Low complexity online convolutional beamforming

Convolutional beamformers integrate the multichannel linear prediction model into beamformers, which provide good performance and optimality for joint dereverberation and noise reduction tasks. While longer filters are required to model long reverberation times, the computational burden of current online solutions grows fast with the filter length and number of microphones. In this work, we propose a low complexity convolutional beamformer using a Kalman filter derived affine projection algorithm to solve the adaptive filtering problem. The proposed solution is several orders of magnitude less complex than comparable existing solutions while slightly outperforming them on the REVERB challenge dataset.

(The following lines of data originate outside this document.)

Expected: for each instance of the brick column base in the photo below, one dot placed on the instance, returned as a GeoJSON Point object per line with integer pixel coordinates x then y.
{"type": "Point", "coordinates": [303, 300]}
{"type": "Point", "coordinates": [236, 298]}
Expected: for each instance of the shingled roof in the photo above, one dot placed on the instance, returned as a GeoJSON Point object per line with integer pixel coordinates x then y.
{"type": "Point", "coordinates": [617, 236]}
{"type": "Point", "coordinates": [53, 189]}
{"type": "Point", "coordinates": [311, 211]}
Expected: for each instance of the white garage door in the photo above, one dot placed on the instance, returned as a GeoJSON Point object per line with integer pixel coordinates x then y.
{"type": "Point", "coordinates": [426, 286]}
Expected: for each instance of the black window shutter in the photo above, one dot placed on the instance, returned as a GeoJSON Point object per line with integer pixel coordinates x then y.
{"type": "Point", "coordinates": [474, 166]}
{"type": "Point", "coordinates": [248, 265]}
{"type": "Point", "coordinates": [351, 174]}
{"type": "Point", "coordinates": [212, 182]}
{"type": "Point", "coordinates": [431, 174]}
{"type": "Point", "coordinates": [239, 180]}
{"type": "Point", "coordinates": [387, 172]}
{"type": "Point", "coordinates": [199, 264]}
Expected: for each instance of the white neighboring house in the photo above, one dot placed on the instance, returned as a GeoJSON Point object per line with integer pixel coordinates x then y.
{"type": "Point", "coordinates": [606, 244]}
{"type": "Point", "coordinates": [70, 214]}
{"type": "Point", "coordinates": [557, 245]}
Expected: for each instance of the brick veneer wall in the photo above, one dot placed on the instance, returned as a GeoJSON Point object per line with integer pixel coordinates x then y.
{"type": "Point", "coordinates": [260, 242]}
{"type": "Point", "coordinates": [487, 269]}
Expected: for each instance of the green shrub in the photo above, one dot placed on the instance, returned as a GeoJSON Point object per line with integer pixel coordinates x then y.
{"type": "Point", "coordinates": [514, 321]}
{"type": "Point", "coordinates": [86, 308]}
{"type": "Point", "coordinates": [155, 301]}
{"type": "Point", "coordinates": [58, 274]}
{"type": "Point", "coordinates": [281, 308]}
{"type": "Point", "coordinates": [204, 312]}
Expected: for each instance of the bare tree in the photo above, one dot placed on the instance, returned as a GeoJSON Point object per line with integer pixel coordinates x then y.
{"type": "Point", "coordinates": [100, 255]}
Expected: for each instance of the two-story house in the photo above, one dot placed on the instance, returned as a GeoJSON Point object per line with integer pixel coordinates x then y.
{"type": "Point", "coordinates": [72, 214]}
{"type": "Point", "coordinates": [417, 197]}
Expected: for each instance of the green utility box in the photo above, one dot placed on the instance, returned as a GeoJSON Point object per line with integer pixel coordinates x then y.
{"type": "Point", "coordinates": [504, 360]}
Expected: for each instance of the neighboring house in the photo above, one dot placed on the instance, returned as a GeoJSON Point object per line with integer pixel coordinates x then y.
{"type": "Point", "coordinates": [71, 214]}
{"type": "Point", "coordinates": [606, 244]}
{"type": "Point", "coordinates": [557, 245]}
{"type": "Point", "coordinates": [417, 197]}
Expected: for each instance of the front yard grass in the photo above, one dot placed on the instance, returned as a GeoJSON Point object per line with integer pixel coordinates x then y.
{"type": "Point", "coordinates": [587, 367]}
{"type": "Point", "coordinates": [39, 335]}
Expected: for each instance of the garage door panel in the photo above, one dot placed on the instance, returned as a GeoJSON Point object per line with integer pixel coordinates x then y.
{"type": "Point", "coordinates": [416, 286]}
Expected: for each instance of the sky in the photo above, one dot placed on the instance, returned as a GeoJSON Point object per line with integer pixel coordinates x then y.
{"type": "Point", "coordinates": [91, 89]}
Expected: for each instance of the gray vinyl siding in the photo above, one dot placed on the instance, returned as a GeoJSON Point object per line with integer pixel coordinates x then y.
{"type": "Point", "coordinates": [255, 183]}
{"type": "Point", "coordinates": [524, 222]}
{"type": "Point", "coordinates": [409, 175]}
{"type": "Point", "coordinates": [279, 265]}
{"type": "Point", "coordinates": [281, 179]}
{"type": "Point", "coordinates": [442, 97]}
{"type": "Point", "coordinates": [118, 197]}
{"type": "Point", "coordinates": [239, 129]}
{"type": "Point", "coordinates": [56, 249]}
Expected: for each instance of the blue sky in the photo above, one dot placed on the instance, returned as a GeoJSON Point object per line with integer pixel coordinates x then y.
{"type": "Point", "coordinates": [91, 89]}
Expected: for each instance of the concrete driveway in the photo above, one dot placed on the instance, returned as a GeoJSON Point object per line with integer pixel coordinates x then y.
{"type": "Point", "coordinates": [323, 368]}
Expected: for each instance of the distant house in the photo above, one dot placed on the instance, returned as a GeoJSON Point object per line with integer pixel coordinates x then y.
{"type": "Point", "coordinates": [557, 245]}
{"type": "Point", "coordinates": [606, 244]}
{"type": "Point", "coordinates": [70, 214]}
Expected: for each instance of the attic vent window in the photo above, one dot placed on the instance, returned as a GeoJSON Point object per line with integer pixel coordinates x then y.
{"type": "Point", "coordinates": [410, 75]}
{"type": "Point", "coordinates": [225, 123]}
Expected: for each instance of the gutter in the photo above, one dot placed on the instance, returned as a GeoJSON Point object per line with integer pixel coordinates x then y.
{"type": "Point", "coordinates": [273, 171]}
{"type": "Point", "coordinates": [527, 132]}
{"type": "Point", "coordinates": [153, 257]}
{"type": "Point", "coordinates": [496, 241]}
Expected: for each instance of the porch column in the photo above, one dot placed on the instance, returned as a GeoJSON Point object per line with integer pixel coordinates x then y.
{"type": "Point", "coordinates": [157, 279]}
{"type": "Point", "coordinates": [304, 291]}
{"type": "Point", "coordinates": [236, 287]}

On training targets for noise-robust voice activity detection

The task of voice activity detection (VAD) is an often required module in various speech processing, analysis and classification tasks. While state-of-the-art neural network based VADs can achieve great results, they often exceed computational budgets and real-time operating requirements. In this work, we propose a computationally efficient real-time VAD network that achieves state-of-the-art results on several public real recording datasets. We investigate different training targets for the VAD and show that using the segmental voice-to-noise ratio (VNR) is a better and more noise-robust training target than the clean speech level based VAD. We also show that multi-target training improves the performance further.

Towards efficient models for real-time deep noise suppression

With recent research advancements, deep learning models are becoming attractive and powerful choices for speech enhancement in real-time applications. While state-of-the-art models can achieve outstanding results in terms of speech quality and background noise reduction, the main challenge is to obtain compact enough models, which are resource efficient during inference time. An important but often neglected aspect for data-driven methods is that results can be only convincing when tested on real-world data and evaluated with useful metrics. In this work, we investigate reasonably small recurrent and convolutional-recurrent network architectures for speech enhancement, trained on a large dataset considering also reverberation. We show interesting tradeoffs between computational complexity and the achievable speech quality, measured on real recordings using a highly accurate MOS estimator. It is shown that the achievable speech quality is a function of network complexity, and show which models have better tradeoffs.

Reinforcement Learning To Adapt Speech Enhancement to Instantaneous Input Signal Quality

Today, the optimal performance of existing noise-suppression algorithms, both data-driven and those based on classic statistical methods, is range bound to specific levels of instantaneous input signal-to-noise ratios. In this paper, we present a new approach to improve the adaptivity of such algorithms enabling them to perform robustly across a wide range of input signal and noise types. Our methodology is based on the dynamic control of algorithmic parameters via reinforcement learning. Specifically, we model the noise-suppression module as a black box, requiring no knowledge of the algorithmic mechanics except a simple feedback from the output. We utilize this feedback as the reward signal for a reinforcement-learning agent that learns a policy to adapt the algorithmic parameters for every incoming audio frame (16 ms of data). Our preliminary results show that such a control mechanism can substantially increase the overall performance of the underlying noise-suppression algorithm; 42% and 16% improvements in output SNR and MSE, respectively, when compared to no adaptivity.

Convolutional-Recurrent Neural Networks for Speech Enhancement

We propose an end-to-end model based on convolutional and recurrent neural networks for speech enhancement. Our model is purely data-driven and does not make any assumptions about the type or the stationarity of the noise. In contrast to existing methods that use multilayer perceptrons (MLPs), we employ both convolutional and recurrent neural network architectures. Thus, our approach allows us to exploit local structures in both the frequency and temporal domains. By incorporating prior knowledge of speech signals into the design of model structures, we build a model that is more data-efficient and achieves better generalization on both seen and unseen noise. Based on experiments with synthetic data, we demonstrate that our model outperforms existing methods, improving PESQ by up to 0.6 on seen noise and 0.64 on unseen noise.

Constrained Convolutional-Recurrent Networks to Improve Speech Quality with Low Impact on Recognition Accuracy

For a speech-enhancement algorithm, it is highly desirable to simultaneously improve perceptual quality and recognition rate. Thanks to computational costs and model complexities, it is challenging to train a model that effectively optimizes both metrics at the same time. In this paper, we propose a method for speech enhancement that combines local and global contextual structures information through convolutional-recurrent neural networks that improves perceptual quality. At the same time, we introduce a new constraint on the objective function using a language model/decoder that limits the impact on recognition rate. Based on experiments conducted with real user data, we demonstrate that our new context-augmented machine-learning approach for speech enhancement improves PESQ and WER by an additional 24.5% and 51.3%, respectively, when compared to the best-performing methods in the literature.